Syrian Crisis May Be Behind Israel-Turkey Reconciliation

YERUSHALAYIM

 The breakthrough in the diplomatic impasse between Israel and Turkey may be driven by concerns over a possible military confrontation between the two countries in Syria, Reuters reported on Wednesday.

When Israeli planes bombed a suspected Hizbullah-bound arms convoy near Damascus on Jan. 30, they detected the presence of Turkish radar probing Syrian skies. This raised fears that inadvertent trading of fire with Turkey could trigger major military intervention, according to Israeli officials.

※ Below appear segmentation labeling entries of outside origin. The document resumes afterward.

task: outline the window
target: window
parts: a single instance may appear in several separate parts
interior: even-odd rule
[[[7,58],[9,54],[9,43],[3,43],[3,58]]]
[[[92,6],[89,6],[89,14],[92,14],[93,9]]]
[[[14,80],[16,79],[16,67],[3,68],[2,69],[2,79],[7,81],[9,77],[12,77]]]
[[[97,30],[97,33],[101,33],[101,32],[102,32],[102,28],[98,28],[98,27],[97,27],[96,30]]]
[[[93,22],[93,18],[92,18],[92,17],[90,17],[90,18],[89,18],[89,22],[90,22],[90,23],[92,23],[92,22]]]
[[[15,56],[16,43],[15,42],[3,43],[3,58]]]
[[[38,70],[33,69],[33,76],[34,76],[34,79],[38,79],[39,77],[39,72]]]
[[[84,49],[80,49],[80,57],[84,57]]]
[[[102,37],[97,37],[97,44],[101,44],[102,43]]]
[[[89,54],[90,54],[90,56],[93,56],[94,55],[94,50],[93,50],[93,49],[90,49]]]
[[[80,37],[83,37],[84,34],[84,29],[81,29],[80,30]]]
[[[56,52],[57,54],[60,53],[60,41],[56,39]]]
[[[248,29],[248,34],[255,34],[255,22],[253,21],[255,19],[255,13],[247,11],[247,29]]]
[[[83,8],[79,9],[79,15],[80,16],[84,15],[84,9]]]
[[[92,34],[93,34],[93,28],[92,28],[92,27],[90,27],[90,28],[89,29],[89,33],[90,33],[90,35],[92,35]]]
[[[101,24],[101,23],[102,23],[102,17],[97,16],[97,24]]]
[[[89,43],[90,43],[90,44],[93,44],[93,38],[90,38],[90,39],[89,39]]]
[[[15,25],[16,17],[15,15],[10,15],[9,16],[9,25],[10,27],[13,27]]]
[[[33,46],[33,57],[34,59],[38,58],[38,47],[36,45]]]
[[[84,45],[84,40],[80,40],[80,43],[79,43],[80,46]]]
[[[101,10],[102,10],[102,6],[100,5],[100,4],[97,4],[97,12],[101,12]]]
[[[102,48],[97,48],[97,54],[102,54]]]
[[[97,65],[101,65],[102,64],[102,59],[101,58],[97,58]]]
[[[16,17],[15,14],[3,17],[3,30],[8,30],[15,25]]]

“If we send in the jets and the Turks do too, a misunderstanding about who is doing what and where could be lethal,” said an Israeli official involved in the deliberations that led Prime Minister Binyamin Netanyahu to grant the formal apology Turkey has been demanding over the deaths of nine Turkish activists who tried to sail to Gaza in May 2010.

Since 2010, the Israelis say, their air force operations over Lebanon and Syria had met with aggressive gestures from Turkey — jets scrambled as if to intercept, or radar tracking which could in theory guide missiles against the Israeli planes, Reuters reported.

Turkish officials declined to comment on those accounts.

Robert Hewson, an IHS Jane’s airpower analyst, said that for Turkey, accustomed to aerial brinksmanship against its regional rival Greece, “the Israelis became the new Greeks for a while.”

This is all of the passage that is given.